Un métallurgiste sur quatre est aujourd’hui une femme, soit deux fois plus qu’au moment du Front populaire. Comment leur permettre de s’exprimer, de trouver leur place dans l’organisation syndicale, pour défendre leurs revendications ? Cet enjeu, toujours d’actualité, mérite que l’on y consacre plusieurs articles. Premier épisode ici, avec la Libération.

Des « commissions féminines »

Avec la fin de la Seconde Guerre mondiale, l’afflux de nouveaux syndiqués est imposant.
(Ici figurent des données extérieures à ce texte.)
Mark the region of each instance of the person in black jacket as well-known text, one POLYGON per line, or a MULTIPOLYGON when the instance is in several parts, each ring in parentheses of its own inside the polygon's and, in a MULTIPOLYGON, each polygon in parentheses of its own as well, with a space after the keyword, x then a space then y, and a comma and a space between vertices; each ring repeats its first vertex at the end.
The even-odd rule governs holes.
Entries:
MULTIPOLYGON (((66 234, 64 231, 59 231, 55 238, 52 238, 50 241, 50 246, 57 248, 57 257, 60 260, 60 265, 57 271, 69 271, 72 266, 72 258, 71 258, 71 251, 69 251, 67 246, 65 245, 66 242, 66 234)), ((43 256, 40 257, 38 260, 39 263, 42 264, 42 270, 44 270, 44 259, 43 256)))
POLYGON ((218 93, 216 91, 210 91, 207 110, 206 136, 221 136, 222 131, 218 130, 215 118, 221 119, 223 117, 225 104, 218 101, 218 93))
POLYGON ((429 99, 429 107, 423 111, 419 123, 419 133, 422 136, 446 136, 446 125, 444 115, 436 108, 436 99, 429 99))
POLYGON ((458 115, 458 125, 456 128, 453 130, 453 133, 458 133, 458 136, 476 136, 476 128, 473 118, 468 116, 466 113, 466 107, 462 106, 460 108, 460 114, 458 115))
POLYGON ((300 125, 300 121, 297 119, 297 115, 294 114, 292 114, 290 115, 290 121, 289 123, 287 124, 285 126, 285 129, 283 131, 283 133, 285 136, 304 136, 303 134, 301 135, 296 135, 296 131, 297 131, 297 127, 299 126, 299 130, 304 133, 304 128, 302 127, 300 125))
Dans la métallurgie, notre fédération approche le million d’adhérents, dont de nombreuses femmes ! Celles-ci sont cependant confrontées à des préjugés tenaces, y compris dans notre organisation. Préposées « au foyer et aux enfants », elles n’assureraient ainsi qu’un « salaire d’appoint », tout en jouant parfois le rôle d’un « cheval de Troie patronal » pour réduire les salaires.

En réponse, décision est prise à l’automne 1944 par la CGT de réactiver les « commissions féminines » expérimentées durant l’entre-deux-guerres. Associant des militantes et des militants, ces structures ne sont pas des syndicats bis, mais des espaces de prises de parole, de construction des revendications et des modalités de lutte, placés sous la responsabilité de la direction syndicale. On les trouve aux différents échelons de l’organisation : syndicat, union départementale, fédération et confédération.

Dans notre fédération, une cinquantaine de commissions féminines existent dans les syndicats locaux de la métallurgie en province et une trentaine en région parisienne en 1948. Mais « elles sont surtout couchées sur le papier », pour reprendre Olga Tournade, secrétaire fédéral et responsable de la commission fédérale de main-d’œuvre féminine, en dépit de l’énergie déployée par des militantes comme Paulette Decluset en région parisienne, Jeanne Roche à Lyon ou encore Madeleine Diels à Orléans.

Des combats victorieux !

Ce n’est qu’en avril 1944 que le suffrage devient universel, avec l’obtention du droit d’élire et d’être élue pour les femmes. L’égalité est aussi le moteur du combat qui s’engage pour obtenir la suppression de l’abattement, c’est-à-dire de la réduction forfaitaire de 10 % sur les salaires des femmes. Par la lutte, cette revendication aboutit dans 150 entreprises de la région parisienne, appuyant le combat mené par Ambroise Croizat, ministre du Travail, qui impose un arrêté abrogeant cette disposition en juillet 1946.

Face à la pénurie de main-d’œuvre et au cantonnement des femmes aux emplois de manœuvres et d’ouvrières spécialisées, une campagne de mobilisation est engagée en faveur de la formation professionnelle. L’école Bernard-Jugault à Paris (12e arr.), propriété de l’Union syndicale CGT des métallurgistes de la Seine, ouvre une formation spécifique, qui accueille 50 femmes en deux ans. Parmi elles, Germaine Bois, fleuriste, embauchée après six mois d’école comme câbleuse-soudeuse à l’usine Thomson de Paris (15e arr.).

L’amélioration des conditions d’hygiène et de sécurité est poursuivie, tout comme celle des droits associés à la maternité. C’est ainsi que des crèches et des garderies ouvrent leurs portes à Renault-Billancourt ou chez Bronzavia.